Dulu ada yang mengira bahwa Teluk Tonkin, terletak antara Vietnam utara dan Cina selatan, adalah tempat asal suku Toraja.Sebetulnya, orang Toraja hanya salah satu kelompok penuture bahasa Austronesia. Awalnya, imigran tersebut tinggal di wilayah pantai Sulawesi, namun akhirnya pindah ke dataran tinggi.

Sejak abad ke-17, Belanda mulai menancapkan kekuasaan perdagangan dan politik di Sulawesi melalui Vereenigde Oost-Indische Compagnie (VOC). Selama dua abad, mereka mengacuhkan wilayah dataran tinggi Sulawesi tengah (tempat suku Toraja tinggal) karena sulit dicapai dan hanya memiliki sedikit lahan yang produktif. Pada akhir abad ke-19, Belanda mulai khawatir terhadap pesatnya penyebaran Islam di Sulawesi selatan, terutama di antara suku Makassar dan Bugis. Belanda melihat suku Toraja yang menganut animisme sebagai target yang potensial untuk dikristenkan. Pada tahun 1920-an, misi penyebaran agama Kristen mulai dijalankan dengan bantuan pemerintah kolonial Belanda. Selain menyebarkan agama, Belanda juga menghapuskan perbudakan dan menerapkan pajak daerah. Sebuah garis digambarkan di sekitar wilayah Sa'dan dan disebut Tana Toraja. Tana Toraja awalnya merupakan subdivisi dari kerajaan Luwu yang mengklaim wilayah tersebut. Pada tahun 1946, Belanda memberikan Tana Toraja status regentschap, dan Indonesia mengakuinya sebagai suatu kabupaten pada tahun 1957.

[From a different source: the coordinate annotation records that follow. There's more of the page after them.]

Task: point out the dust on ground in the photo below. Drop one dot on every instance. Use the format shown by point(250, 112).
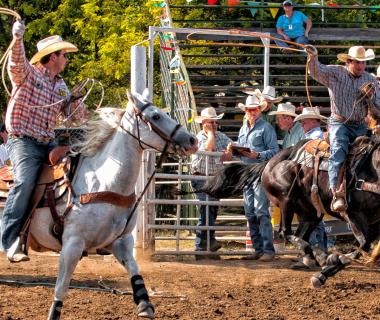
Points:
point(207, 289)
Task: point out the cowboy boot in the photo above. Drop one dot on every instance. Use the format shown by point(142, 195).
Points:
point(338, 203)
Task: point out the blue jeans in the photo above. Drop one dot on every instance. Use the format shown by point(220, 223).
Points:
point(201, 235)
point(341, 135)
point(256, 208)
point(300, 40)
point(27, 156)
point(318, 237)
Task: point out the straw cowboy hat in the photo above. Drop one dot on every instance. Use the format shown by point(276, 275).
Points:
point(51, 44)
point(285, 109)
point(377, 75)
point(357, 53)
point(252, 102)
point(208, 114)
point(310, 113)
point(269, 93)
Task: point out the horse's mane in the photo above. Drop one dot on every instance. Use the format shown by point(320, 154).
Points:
point(98, 131)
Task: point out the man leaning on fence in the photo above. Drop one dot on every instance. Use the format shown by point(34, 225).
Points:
point(209, 139)
point(260, 138)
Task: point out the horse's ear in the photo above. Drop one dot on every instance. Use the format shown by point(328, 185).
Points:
point(145, 94)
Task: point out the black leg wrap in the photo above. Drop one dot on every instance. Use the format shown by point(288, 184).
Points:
point(329, 271)
point(139, 290)
point(55, 310)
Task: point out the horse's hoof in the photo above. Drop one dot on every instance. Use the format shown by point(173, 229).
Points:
point(318, 280)
point(315, 282)
point(145, 310)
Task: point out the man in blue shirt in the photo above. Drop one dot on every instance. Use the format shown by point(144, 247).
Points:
point(310, 119)
point(260, 137)
point(290, 26)
point(285, 114)
point(212, 140)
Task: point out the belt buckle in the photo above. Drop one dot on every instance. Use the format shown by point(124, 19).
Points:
point(359, 184)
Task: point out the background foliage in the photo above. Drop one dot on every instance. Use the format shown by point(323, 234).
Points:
point(103, 30)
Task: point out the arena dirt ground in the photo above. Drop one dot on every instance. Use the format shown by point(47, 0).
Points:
point(225, 289)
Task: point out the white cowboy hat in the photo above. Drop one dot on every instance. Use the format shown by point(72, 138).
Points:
point(269, 93)
point(358, 53)
point(310, 113)
point(285, 109)
point(377, 72)
point(208, 114)
point(49, 45)
point(252, 102)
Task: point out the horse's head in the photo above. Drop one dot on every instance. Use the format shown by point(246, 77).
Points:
point(373, 119)
point(157, 129)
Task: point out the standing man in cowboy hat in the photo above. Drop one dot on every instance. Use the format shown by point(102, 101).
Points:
point(39, 95)
point(310, 119)
point(260, 137)
point(351, 89)
point(285, 116)
point(269, 96)
point(209, 139)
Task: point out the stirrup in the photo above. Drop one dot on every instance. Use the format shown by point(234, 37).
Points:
point(341, 208)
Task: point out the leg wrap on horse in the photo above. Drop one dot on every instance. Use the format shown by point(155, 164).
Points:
point(55, 310)
point(335, 266)
point(139, 290)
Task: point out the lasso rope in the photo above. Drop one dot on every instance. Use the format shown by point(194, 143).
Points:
point(5, 56)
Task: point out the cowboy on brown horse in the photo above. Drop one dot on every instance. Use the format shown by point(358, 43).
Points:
point(352, 90)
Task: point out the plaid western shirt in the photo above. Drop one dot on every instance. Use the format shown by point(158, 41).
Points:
point(32, 87)
point(344, 89)
point(198, 162)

Misionaris Belanda yang baru datang mendapat perlawanan kuat dari suku Toraja karena penghapusan jalur perdagangan yang menguntungkan Toraja. Beberapa orang Toraja telah dipindahkan ke dataran rendah secara paksa oleh Belanda agar lebih mudah diatur. Pajak ditetapkan pada tingkat yang tinggi, dengan tujuan untuk menggerogoti kekayaan para elit masyarakat. Meskipun demikian, usaha-usaha Belanda tersebut tidak merusak budaya Toraja, dan hanya sedikit orang Toraja yang saat itu menjadi Kristen. Pada tahun 1950, hanya 10% orang Toraja yang berubah agama menjadi Kristen.

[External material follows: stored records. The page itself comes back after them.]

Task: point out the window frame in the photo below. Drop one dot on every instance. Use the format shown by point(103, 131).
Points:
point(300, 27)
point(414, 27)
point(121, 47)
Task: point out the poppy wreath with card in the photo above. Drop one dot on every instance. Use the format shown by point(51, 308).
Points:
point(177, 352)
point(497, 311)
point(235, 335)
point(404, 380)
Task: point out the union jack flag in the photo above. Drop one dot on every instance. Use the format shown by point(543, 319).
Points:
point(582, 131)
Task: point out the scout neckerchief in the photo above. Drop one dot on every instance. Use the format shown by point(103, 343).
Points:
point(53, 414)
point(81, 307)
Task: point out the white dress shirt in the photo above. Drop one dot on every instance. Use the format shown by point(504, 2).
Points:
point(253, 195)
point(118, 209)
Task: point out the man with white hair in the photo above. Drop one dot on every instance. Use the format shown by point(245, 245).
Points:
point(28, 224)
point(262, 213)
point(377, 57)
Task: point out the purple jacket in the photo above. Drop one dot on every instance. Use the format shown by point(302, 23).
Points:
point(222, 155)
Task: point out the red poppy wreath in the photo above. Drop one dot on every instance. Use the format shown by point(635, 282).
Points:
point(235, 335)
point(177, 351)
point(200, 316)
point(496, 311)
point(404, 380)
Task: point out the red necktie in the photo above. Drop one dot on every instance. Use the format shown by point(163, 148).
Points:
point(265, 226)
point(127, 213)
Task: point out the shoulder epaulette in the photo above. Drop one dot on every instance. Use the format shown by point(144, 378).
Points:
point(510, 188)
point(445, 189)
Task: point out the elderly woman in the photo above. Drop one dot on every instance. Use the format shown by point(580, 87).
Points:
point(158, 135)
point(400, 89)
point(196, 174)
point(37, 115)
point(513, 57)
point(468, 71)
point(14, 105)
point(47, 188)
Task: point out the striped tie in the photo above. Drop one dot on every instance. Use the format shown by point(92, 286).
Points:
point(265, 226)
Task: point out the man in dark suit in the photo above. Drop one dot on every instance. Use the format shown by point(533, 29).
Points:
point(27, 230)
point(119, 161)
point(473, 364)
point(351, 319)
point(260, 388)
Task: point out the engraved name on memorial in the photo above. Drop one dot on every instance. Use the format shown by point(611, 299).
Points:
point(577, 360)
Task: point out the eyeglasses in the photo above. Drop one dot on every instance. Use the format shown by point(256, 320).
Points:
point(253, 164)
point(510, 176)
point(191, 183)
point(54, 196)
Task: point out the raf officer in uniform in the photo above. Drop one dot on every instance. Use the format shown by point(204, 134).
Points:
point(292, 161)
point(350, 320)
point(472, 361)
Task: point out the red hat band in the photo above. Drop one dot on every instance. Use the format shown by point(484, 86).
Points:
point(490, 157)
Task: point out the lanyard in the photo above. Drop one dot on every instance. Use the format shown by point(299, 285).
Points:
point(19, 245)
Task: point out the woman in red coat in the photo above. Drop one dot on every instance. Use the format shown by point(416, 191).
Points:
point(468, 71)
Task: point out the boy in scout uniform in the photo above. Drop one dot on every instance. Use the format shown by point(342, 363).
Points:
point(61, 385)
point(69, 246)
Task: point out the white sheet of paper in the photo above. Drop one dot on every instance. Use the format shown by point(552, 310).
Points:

Penduduk Muslim di dataran rendah menyerang Toraja pada tahun 1930-an. Akibatnya, banyak orang Toraja yang ingin beraliansi dengan Belanda berpindah ke agama Kristen untuk mendapatkan perlindungan politik, dan agar dapat membentuk gerakan perlawanan terhadap orang-orang Bugis dan Makassar yang beragama Islam. Antara tahun 1951 dan 1965 setelah kemerdekaan Indonesia, Sulawesi Selatan mengalami kekacauan akibat pemberontakan yang dilancarkan Darul Islam, yang bertujuan untuk mendirikan sebuah negara Islam di Sulawesi. Perang gerilya yang berlangsung selama 15 tahun tersebut turut menyebabkan semakin banyak orang Toraja berpindah ke agama Kristen.

Pada tahun 1965, sebuah dekret presiden mengharuskan seluruh penduduk Indonesia untuk menganut salah satu dari lima agama yang diakui: Islam, Kristen Protestan, Katolik, Hindu dan Buddha. Kepercayaan asli Toraja (aluk) tidak diakui secara hukum, dan suku Toraja berupaya menentang dekret tersebut. Untuk membuat aluk sesuai dengan hukum, ia harus diterima sebagai bagian dari salah satu agama resmi. Pada tahun 1969, Aluk To Dolo dilegalkan sebagai bagian dari Agama Hindu Dharma.